In Jayden’s case: since no major fractures or ligament tears, he is in a very favorable bracket for rehab — but still will need time, particularly because his elbow must tolerate hits, extreme torque, and high-speed arm movements. 

Prognosis 

Here’s what we can say given his current status, and what it means for you or your patients in similar scenarios: 

  • Because his MRI showed no fractures or ligament damage, the prognosis is good for returning to full function. This is consistent with favorable outcomes in “simple” elbow dislocations.  
  • That said: there is no formal return date yet for him. His team is being cautious.  
  • For a non-athlete patient: if you sustain a simple elbow dislocation and follow an appropriate rehab program, you could expect many daily activities to return within 6–8 weeks, but full high-demand return (heavy lifting, overhead sport) may take 3–4 months or more depending on individual factors. 
  • Risks to watch for: elbow stiffness (range of motion loss), residual instability (if soft tissues didn’t heal well), recurrent dislocation (though less common), and for highimpact sports especially, possible cartilage damage or early arthritis longterm. 
  • In Jayden’s scenario: good signs — but because of his high demands (NFL quarterback), the threshold for return is higher and risk tolerance lower. The fact he’s “out indefinitely” shows the team will only clear him once the elbow meets all functional metrics. 

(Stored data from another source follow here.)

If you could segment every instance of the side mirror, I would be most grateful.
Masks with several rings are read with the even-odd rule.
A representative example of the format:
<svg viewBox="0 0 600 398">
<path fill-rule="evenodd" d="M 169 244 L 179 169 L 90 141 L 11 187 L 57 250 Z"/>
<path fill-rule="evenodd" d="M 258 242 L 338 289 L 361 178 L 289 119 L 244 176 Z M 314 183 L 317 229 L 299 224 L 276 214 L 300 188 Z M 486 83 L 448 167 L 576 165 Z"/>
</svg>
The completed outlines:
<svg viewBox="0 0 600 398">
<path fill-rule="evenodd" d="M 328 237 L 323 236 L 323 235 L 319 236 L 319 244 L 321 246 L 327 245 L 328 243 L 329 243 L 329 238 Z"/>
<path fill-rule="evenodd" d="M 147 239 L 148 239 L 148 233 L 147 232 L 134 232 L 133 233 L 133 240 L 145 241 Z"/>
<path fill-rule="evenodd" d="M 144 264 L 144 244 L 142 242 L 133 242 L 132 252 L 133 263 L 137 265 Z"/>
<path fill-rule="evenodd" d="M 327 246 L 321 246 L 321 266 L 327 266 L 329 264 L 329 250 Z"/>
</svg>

Key take-aways for patients 

  • A dislocated joint doesn’t always mean a fracture — and when imaging is favorable (no fracture, no major ligament tear), the recovery outlook improves. 
  • Early motion + progressive strengthening + functional task training = the pathway to recovery. Skipping phases or rushing can prolong recovery or cause complications. 
  • Even when imaging is good → the real test is functional readiness. Range, strength, control, confidence matter. 
  • Just because someone like Jayden is medically “clear” for rehab doesn’t mean they are “clear” for full return to demanding activity — the same principle applies in outpatient rehab: returning to full job/sport must be measured and controlled. 
  • Regular followups, monitoring for stiffness, pain, strength asymmetry, and functional deficits help ensure the joint recovers well. 

Published November 6, 2025 | Posted in NFL Injury Spotlight.